Return On Capital Employed (ROCE): What is it?

If you haven't worked with ROCE before, it measures the 'return' (pre-tax profit) a company generates from capital employed in its business. The formula for this calculation on Siem Offshore is:

Return on Capital Employed = Earnings Before Interest and Tax (EBIT) ÷ (Total Assets - Current Liabilities)

0.038 = US$37m ÷ (US$1.1b - US$106m) (Based on the trailing twelve months to December 2021).

Therefore, Siem Offshore has an ROCE of 3.8%. In absolute terms, that's a low return and it also under-performs the Energy Services industry average of 5.2%.

See our latest analysis for Siem Offshore

roce
OB:SIOFF Return on Capital Employed May 6th 2022

While the past is not representative of the future, it can be helpful to know how a company has performed historically, which is why we have this chart above. If you'd like to look at how Siem Offshore has performed in the past in other metrics, you can view this free graph of past earnings, revenue and cash flow.

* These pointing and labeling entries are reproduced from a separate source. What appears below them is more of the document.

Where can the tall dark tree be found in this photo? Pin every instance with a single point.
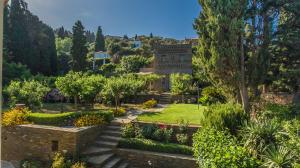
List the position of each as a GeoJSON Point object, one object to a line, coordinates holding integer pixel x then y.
{"type": "Point", "coordinates": [285, 63]}
{"type": "Point", "coordinates": [100, 40]}
{"type": "Point", "coordinates": [20, 43]}
{"type": "Point", "coordinates": [79, 48]}
{"type": "Point", "coordinates": [90, 36]}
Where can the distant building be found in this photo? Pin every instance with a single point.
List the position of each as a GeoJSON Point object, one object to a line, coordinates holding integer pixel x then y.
{"type": "Point", "coordinates": [100, 56]}
{"type": "Point", "coordinates": [170, 59]}
{"type": "Point", "coordinates": [137, 44]}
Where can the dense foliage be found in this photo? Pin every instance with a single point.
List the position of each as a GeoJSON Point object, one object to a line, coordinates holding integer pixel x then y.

So How Is Siem Offshore's ROCE Trending?

While the ROCE is still rather low for Siem Offshore, we're glad to see it heading in the right direction. The data shows that returns on capital have increased by 380% over the trailing five years. That's a very favorable trend because this means that the company is earning more per dollar of capital that's being employed. Interestingly, the business may be becoming more efficient because it's applying 53% less capital than it was five years ago. A business that's shrinking its asset base like this isn't usually typical of a soon to be multi-bagger company.

The Bottom Line On Siem Offshore's ROCE

In the end, Siem Offshore has proven it's capital allocation skills are good with those higher returns from less amount of capital. Although the company may be facing some issues elsewhere since the stock has plunged 94% in the last five years. Still, it's worth doing some further research to see if the trends will continue into the future.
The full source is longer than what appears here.